SWORD IN THE MOON – LA SPADA NELLA LUNA di Kim Eui-suk. Con Cho Jae-hyun, Choi Min-su, Kim Bo-kyung, Lee Jong-so. Corea del Sud, 2003. Drammatico.

Sesto film di Kim Eui-suk, Sword in the Moon – La spada nella luna è stato presentato al Festival di Cannes del 2004. Corea, XVII secolo: Gyu-yup e Ji-hwan sono i due migliori spadaccini della loro squadra d’elite, ed anche amici inseparabili. Dopo l’addestramento, il primo viene mandato in servizio in un avamposto di frontiera, mentre il secondo è assegnato alle guardie di palazzo. Coinvolto suo malgrado in un colpo di stato, Gyu-yup si trova a dover uccidere il suo vecchio maestro, ed anche il miglior amico Ji-hwan. Cinque anni dopo, Gyu-yup è un soldato al servizio del re, e comincia ad indagare su una serie di omicidi che colpiscono i fautori della ribellione; costretto a credere all’incredibile, Gyu-yup si convince che dietro gli assassini ci sia la mano del suo vecchio amico dato per morto…

E’ un peccato che Sword in the Moon – La spada nella luna sia passato quasi inosservato da parte di critica e pubblico, nonostante la sua presentazione a Cannes nella sezione Un certain regard.

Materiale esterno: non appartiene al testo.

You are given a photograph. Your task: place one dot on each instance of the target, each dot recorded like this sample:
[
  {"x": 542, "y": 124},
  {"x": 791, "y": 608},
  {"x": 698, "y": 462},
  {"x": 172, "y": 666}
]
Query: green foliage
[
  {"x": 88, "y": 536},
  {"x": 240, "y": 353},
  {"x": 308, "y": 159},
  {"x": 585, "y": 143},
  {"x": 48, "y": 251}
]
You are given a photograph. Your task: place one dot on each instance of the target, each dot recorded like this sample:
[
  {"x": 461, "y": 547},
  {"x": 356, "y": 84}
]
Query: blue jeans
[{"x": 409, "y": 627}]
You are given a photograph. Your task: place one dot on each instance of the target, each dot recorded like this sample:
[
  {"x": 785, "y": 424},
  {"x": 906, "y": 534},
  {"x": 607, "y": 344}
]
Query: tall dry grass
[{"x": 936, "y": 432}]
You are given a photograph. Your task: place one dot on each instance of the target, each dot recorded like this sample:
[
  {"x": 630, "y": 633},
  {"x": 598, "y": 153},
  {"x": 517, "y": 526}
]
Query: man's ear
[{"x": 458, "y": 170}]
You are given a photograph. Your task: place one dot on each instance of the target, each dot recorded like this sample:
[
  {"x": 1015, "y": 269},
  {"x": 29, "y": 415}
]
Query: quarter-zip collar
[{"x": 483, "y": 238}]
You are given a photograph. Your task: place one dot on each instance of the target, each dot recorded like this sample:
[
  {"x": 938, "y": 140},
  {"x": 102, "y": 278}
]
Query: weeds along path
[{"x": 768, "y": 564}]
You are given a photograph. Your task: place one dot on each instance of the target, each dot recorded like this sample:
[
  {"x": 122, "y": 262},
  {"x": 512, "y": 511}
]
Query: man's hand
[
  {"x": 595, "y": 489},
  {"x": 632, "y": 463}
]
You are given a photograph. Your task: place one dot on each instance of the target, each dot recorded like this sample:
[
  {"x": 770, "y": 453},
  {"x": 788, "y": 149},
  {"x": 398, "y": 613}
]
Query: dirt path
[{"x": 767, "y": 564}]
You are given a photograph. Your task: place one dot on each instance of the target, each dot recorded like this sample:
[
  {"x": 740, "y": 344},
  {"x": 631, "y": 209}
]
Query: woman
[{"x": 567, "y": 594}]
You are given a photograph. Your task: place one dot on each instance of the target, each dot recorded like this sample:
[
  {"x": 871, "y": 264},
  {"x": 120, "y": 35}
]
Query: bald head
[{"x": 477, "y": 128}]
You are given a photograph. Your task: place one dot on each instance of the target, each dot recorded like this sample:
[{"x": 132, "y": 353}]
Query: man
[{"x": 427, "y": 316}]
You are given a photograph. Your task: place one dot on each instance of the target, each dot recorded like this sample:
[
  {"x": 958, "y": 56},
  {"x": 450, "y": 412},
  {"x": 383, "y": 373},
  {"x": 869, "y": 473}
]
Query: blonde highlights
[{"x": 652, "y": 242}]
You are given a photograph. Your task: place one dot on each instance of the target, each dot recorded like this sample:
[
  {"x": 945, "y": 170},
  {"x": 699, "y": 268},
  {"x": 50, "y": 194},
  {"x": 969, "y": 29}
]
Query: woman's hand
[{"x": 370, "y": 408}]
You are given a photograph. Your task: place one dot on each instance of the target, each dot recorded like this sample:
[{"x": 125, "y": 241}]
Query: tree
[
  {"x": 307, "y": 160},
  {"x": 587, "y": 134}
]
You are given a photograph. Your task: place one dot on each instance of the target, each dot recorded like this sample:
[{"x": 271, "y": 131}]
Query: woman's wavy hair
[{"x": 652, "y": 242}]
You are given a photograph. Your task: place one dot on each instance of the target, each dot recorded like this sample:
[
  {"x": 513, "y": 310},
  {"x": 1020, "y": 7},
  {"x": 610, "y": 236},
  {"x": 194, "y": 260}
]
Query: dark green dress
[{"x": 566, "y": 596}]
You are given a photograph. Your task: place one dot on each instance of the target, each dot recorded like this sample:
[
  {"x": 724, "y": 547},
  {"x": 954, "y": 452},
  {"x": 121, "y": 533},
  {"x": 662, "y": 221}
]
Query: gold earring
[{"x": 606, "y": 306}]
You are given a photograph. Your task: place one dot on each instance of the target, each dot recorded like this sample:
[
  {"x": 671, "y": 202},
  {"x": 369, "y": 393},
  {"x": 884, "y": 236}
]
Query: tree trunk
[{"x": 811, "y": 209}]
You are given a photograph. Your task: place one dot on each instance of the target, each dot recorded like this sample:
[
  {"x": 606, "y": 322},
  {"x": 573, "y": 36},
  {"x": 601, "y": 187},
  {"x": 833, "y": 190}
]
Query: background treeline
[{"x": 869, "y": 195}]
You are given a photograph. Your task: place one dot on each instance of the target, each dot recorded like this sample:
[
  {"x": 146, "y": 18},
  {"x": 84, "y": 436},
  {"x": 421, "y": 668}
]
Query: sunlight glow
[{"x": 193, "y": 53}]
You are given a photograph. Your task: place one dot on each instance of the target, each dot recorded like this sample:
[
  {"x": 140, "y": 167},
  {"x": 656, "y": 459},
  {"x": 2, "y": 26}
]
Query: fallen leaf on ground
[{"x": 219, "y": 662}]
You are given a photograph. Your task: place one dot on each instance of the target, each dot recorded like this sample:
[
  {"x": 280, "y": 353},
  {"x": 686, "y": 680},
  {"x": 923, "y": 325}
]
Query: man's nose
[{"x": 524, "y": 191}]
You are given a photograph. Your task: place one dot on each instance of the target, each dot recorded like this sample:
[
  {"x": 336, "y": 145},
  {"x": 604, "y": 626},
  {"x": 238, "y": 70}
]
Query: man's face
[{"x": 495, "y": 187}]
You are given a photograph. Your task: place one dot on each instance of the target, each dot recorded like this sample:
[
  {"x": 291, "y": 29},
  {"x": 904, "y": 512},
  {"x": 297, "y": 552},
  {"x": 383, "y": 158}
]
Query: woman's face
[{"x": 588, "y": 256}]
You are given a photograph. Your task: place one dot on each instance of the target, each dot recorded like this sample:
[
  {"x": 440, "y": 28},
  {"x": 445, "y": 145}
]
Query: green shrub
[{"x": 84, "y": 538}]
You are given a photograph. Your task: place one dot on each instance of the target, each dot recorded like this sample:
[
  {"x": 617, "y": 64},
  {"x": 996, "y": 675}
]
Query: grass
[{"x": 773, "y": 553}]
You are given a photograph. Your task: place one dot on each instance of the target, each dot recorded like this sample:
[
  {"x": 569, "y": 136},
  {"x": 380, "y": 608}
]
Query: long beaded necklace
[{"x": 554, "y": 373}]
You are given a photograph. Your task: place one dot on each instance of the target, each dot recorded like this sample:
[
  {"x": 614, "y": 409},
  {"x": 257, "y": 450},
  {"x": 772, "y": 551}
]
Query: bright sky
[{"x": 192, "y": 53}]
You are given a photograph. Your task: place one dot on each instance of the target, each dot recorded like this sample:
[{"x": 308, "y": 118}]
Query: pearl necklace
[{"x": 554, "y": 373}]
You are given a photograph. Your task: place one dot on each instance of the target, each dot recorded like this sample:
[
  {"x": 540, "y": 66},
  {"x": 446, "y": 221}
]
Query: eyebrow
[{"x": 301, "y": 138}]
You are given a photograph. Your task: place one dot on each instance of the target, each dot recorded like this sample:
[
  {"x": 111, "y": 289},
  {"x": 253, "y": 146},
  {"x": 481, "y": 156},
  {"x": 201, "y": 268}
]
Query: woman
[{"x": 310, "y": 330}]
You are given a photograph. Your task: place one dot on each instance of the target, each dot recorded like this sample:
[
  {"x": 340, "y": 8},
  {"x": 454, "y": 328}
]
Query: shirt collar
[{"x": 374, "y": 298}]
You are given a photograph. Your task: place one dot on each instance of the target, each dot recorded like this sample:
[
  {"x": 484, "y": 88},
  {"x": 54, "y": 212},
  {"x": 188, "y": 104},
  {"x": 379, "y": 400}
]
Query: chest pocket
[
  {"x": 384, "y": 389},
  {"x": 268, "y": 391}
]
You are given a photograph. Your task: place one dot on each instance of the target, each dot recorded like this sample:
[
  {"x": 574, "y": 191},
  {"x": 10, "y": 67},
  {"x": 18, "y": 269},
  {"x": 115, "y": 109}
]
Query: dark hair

Certo, l’estetica del coreano Kim Eui-suk non somiglia nemmeno lontanamente a quella wuxia di un Ang Lee o di un Zhang Yimou: non ha la sua leggerezza né la sua poetica “aerea”, si nutre anzi di carne e sangue, di acciaio e fango, mira più ad un sofferto realismo che non ad una messa in scena teatrale; niente toglie, però, che il fascino sia vivo e presente, anzi, anche più palpitante e coinvolgente, trascinando di forza lo spettatore in un’epica sanguinaria che, invece che tentare un impossibile confronto con Kurosawa, accetta di fondare un proprio genere e cercare una propria identità. Kim Eui-suk non ha abbastanza personalità da imprimere uno stile personale al film, ma la splendida storia di Jang Min-seok parla da sola: amicizie che sfidano la morte, fedeltà lacerate, onore guerresco, amori impossibili, scontri prima di cuore che di spada, legami persi e ritrovati, recisi e ricuciti, in un gioco ad incastro che inserisce sapientemente splendidi e strazianti flashback in un presente oscuro e contraddittorio. Ogni scena è spiegata da un ricordo, in una visione della Storia (personale e universale) che afferma con veemenza l’inscindibile relazione causa-effetto, la dipendenza del presente dal proprio passato, in un’apertura al futuro che non si fa scudo di inutili utopie ma che riflette dolorosamente sulla propria situazione effettiva. Splendidi paesaggi, personaggi indimenticabili, una storia tanto semplice quanto incisiva, una poetica cruda ma mai eccessiva, sentimenti e passioni scevri di retorica: Sword in the Moon – La spada nella luna è un quasi-capolavoro, un monumento all’Uomo ed all’Ideale, ma soprattutto all’amicizia, quella vera, che supera barriere e tradimenti. Indimenticabile.